In France, our hydroelectric dams particularly facilitate the management of the quantity of electricity injected into the network. These make it possible to respond quickly to unexpected variations in demand. This avoids waste, a luxury that many countries do not enjoy.
This lack of responsiveness has been exacerbated since the start of the energy transition due to the non-intermittency of renewable energy. Due to the depth of the weather, the managers of the electricity network made life complicated. Especially in Germany, when the wind blows too much…
Indeed, electricity from wind power is a priority for our neighbors across the Rhine. Energy distributors are obliged to buy it at a guaranteed price, even if they don’t need it! So much so that the price of electricity will drop in the case of very strong winds.
The negative consequence is that it becomes more attractive for nuclear power plants to pay to absorb their production rather than bear the costs of shutting down/restarting their plant. Why? Because nuclear cores are sometimes “poisoned” by their fission products (so-called Xenon or Samarium effects)…
Does this mean that German households pay less for their electricity? No. Quite the opposite, since the distributors are obliged to buy electricity that is often not needed by anyone. This cost will therefore be passed on to the final consumer.
Everyone loses except wind power producers. Unless you include bitcoin in the equation. Let’s say, a megawatt spent by a BTC miner is not necessarily a megabyte.

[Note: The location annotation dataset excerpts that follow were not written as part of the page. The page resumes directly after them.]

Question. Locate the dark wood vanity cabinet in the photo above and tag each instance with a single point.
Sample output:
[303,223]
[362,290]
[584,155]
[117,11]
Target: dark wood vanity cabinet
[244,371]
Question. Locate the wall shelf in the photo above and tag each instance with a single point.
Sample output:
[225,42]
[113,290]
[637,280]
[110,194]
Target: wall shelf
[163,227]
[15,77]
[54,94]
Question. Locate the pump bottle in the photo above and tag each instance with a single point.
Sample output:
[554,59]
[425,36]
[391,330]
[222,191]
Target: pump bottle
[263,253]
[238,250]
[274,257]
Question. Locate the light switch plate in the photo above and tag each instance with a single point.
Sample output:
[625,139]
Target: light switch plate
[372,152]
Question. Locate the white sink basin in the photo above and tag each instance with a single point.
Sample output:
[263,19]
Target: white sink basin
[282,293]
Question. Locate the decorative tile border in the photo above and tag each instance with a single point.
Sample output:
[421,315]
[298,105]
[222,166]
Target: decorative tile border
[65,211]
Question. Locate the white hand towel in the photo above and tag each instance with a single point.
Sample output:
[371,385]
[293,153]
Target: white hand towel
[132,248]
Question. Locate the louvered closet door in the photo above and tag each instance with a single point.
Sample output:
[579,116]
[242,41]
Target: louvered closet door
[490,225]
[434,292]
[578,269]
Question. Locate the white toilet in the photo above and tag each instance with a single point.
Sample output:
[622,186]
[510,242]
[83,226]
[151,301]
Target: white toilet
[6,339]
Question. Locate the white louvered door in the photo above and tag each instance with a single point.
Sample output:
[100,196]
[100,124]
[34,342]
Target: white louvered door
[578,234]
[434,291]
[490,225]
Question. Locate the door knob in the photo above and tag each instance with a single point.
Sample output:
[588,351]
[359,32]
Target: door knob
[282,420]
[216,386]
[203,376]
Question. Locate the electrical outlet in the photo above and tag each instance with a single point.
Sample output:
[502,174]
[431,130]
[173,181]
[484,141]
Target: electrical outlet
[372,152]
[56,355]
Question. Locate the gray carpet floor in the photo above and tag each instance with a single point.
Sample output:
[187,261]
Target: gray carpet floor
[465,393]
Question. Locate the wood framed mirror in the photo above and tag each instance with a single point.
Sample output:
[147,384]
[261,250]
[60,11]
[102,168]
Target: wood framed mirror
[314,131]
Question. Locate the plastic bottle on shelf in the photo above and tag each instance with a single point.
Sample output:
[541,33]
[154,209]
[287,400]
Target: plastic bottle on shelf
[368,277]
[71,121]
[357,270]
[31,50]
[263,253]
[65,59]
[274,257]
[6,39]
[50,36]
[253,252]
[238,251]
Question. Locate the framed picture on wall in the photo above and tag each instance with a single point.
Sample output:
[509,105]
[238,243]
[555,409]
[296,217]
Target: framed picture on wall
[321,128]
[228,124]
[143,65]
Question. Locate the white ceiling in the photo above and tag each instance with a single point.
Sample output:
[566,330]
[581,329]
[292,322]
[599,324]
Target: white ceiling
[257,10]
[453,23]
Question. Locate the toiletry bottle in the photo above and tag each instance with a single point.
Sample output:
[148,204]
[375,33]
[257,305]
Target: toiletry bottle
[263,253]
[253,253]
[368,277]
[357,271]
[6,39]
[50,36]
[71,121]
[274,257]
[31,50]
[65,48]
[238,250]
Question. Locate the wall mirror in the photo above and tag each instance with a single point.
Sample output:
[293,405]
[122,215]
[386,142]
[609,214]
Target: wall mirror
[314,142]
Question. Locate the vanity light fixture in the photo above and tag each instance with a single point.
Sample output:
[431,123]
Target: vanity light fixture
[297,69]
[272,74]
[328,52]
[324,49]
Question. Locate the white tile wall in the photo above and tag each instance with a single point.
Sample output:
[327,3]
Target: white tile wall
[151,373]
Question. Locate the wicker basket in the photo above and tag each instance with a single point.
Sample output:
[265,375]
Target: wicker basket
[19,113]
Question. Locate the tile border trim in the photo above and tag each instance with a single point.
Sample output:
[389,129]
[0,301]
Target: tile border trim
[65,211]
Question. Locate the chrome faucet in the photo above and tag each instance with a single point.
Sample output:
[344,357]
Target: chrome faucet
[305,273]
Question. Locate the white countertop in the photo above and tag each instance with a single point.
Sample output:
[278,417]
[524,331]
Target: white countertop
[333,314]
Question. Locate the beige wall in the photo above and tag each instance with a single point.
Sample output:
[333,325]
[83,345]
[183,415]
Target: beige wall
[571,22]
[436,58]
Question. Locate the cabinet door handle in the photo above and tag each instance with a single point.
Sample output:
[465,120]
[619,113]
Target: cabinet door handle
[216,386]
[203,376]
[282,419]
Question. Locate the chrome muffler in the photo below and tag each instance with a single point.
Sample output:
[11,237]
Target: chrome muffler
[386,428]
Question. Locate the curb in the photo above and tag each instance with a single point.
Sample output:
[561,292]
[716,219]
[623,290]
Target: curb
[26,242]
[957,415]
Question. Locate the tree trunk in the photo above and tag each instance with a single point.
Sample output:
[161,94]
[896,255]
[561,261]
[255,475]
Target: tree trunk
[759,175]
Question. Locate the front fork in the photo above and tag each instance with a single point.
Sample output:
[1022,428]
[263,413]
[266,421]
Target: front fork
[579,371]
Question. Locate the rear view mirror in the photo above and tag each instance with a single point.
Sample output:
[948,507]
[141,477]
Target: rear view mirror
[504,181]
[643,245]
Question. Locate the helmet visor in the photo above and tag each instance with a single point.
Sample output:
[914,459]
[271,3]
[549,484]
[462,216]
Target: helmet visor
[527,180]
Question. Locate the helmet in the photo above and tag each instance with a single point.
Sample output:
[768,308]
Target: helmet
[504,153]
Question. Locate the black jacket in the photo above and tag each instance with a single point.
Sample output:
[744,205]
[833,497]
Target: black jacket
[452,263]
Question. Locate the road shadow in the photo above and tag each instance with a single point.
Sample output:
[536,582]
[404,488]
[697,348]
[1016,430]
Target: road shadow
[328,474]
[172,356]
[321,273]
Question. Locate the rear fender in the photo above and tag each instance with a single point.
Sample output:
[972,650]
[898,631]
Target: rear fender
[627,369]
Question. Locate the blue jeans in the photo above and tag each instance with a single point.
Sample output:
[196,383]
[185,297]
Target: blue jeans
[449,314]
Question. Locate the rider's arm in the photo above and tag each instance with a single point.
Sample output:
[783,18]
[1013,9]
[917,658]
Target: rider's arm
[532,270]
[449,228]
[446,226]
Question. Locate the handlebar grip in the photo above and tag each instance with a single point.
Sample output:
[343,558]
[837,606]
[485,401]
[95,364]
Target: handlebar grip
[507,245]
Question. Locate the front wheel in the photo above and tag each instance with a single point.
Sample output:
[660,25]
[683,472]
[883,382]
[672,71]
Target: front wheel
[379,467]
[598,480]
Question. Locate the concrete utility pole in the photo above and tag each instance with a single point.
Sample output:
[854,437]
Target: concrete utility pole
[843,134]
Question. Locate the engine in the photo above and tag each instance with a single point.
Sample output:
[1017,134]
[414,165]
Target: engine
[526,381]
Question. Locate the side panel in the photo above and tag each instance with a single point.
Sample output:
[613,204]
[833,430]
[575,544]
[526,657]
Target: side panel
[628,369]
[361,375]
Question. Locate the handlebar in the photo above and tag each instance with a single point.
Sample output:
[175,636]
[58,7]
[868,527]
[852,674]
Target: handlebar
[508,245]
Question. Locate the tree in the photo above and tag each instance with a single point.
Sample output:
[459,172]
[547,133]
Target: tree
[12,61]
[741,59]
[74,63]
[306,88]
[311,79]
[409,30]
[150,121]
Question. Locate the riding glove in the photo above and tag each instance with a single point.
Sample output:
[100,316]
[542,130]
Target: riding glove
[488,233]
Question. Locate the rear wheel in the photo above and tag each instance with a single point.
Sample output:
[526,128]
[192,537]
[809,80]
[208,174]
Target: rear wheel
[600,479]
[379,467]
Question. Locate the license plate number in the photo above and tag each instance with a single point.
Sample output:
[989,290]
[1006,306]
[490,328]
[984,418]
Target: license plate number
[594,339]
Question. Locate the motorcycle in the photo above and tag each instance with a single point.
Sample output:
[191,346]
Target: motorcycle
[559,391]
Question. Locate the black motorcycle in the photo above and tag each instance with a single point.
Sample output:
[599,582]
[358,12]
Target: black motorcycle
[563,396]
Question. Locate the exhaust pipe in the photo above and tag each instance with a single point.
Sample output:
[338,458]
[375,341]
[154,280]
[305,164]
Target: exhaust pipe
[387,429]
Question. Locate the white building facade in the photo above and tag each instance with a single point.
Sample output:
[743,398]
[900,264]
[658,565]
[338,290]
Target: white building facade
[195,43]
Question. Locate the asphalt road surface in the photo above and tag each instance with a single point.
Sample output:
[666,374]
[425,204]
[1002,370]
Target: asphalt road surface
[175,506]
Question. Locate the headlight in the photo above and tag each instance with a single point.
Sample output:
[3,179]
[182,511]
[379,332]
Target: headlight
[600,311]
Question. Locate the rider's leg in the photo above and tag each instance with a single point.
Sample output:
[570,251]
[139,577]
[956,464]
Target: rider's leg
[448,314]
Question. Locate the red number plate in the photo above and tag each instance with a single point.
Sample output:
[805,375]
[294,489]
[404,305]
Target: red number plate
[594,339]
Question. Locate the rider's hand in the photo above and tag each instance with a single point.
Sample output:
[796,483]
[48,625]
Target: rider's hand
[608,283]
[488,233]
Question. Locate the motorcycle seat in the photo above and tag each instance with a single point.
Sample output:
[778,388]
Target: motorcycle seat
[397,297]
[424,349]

Bitcoin miners could help by setting up near nuclear power plants to somehow offset the costs due to the electricity overflow caused by the European energy transition. Costs likely to increase.
In 2020, onshore wind power generation increased by 144 TWh (+11%) and offshore wind power by 25 TWh (+29%). between 2021 and 2030:
Texas is a textbook case since its electricity comes from 45% renewable energy. Lots of wind, but also nuclear. The rest comes from coal and, above all, from gas recovered during the extraction of shale oil.
The arrival of BTC miners in Texas strengthened the power grid. They provided a continuous profitable outlet for excess electricity due to the unpredictability of weather conditions.
That said, it will be interesting to see if rising gas prices don’t encourage some miners to relocate their operations elsewhere, where there are chronic surpluses of renewable energy. This is usually the case with African hydroelectric dams, which take years before the population fully accepts their production.
In short, the electricity bought by BTC miners is a welcome subsidy to fund the energy transition. The latest report from the Bitcoin Mining Council also reveals that 60% of the energy used to secure the network is renewable.
Of course, miners must stop their engines on command. In this way, miners become part of effective network management by immediately releasing watts.
the mining BTC must always be deployed in collaboration with the network managers so that too many machines are not deployed which could eventually increase the population’s electricity bill.
Sébastien Gouspillou, CEO of the company mining Big Block summed it up well in its report to the Salvadoran government:
“The mining Bitcoins must be socially useful. It should never compete with traditional demand. It must be set up where there is additional capacity to optimize the installed capacity/consumption ratio. Organized in this way, the mining will become a blessing to your country. Otherwise, it can quickly become a threat to the supply of the population and create a kind of chaotic situation. It therefore appears that the mining The State must be fully supervised, for the comfort of the population and for the reputation of bitcoin. The mining machines must be mobile, in containers, so that they can adapt to the evolution of the country’s electrical landscape. »
Bitcoin miners are buyers of last resort for the renewable energy that nobody wants. All States should integrate it into their financing strategy for their energy transition.
Get a summary of news in the world of cryptocurrencies by subscribing to our new daily and weekly newsletter service so you don’t miss any of the essential Cointribune!
Journalist reporting on the Bitcoin revolution. My papers deal with bitcoin through geopolitical, economic and libertarian prisms.